The fresh function for the code after the loop (tmpLoopTail) will first check the completion state. If it was for a return, then immediately return the value stored in the return value state. Otherwise, we ignore these states and move on to execute the code that originally folllowed the loop. That should suffice to maintain the original semantics.

In the above code, the $$0 stuff are normalized parameters and the debugger statement signifies the end of my function header, since JS has no such thing. Feel free to ignore them, they make analysis easier.


Ideally the abstracted body would signal an abrubt completion with a simple boolean. However, it needs to tell the loop whether it completed early or not and, if so, whether it was a break or a return.

However, considering our normalization efforts, it would be highly helpful if we could keep the loop condition "simple", that is, a simple expression without noticable side effects. This is effectively an identifier, a literal, or a negative value on something we can statically determine to be a primitive value (negative numbers are highly annoying in this context, but let's discuss that in another blog post).
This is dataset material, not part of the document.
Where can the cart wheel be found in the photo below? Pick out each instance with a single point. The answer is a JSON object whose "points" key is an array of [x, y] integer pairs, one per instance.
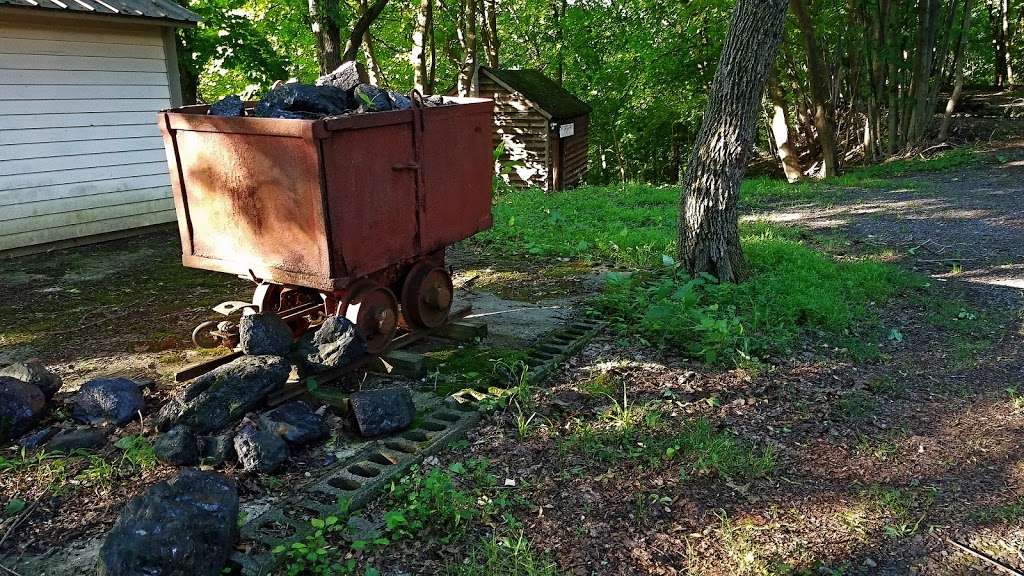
{"points": [[375, 312], [203, 335], [426, 296]]}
Effectively this means that I'd rather not have the while condition be anything other than true or an identifier. Not while (x === true) nor while (state === CONTINUE), if you get my drift. This includes not negating the value. So it's very tempting to use 0, 1, 2 for state, considering 0 to mean "continue", and doing a while (!state), but then the while condition is no longer "simple" as it's now a unary expression that needs to be abstracted.

So to keep that condition simple, we have to make sure the state can inform us of the three continue, break, and return states with a truthy value for "continue" and falsy values for the others. For now I went with true, false, and undefined. While I _am_ worried about that leading to slightly sub-optimal code, we can always test and improve on this situation later.


This means I can now define a normalized loop as:

"A loop with a simple node condition and without branching in its body"

And in most cases it will look like this:

while (retCode) loopBody();
return tail();

The "no branching" part is to support inlining functions as, right now, I'm not sure it matters to me whether "flat" code is inside a loop versus inside a function. Although maybe I'll enforce that through closures, anyways. We'll see.

Consistent state

One important part is that the normalization property holds in multiple passes. Otherwise you'd run the risk of an endless loop.

If the condition was not simple then a rule would replace it with true and put the old condition as an if-else inside the while body, leading to the same transformation over and over again.

We could restrict the normalized state to require the while to have exactly one statement expression that is a call (etc), but for now there's no real need and this way the function call may still end up being eliminated if other rules reduce its complexity. Work in progress.


This one was annoying to me. It was necessary to normalize the loop because it prevented nested branching from being normalized safely. But normalizing the loop means adding some more boiler plate and just hoping that other rules eliminate most of that away again. Some do, some won't. It's hard to predict whether it's a net positive, although I'm hoping so.

In the end I hope that any abstraction that's introduced by Preval and left after crunching it down can be compiled again into higher level logic. But I'm well aware this is far from trivial in almost any case. Moar puzzles!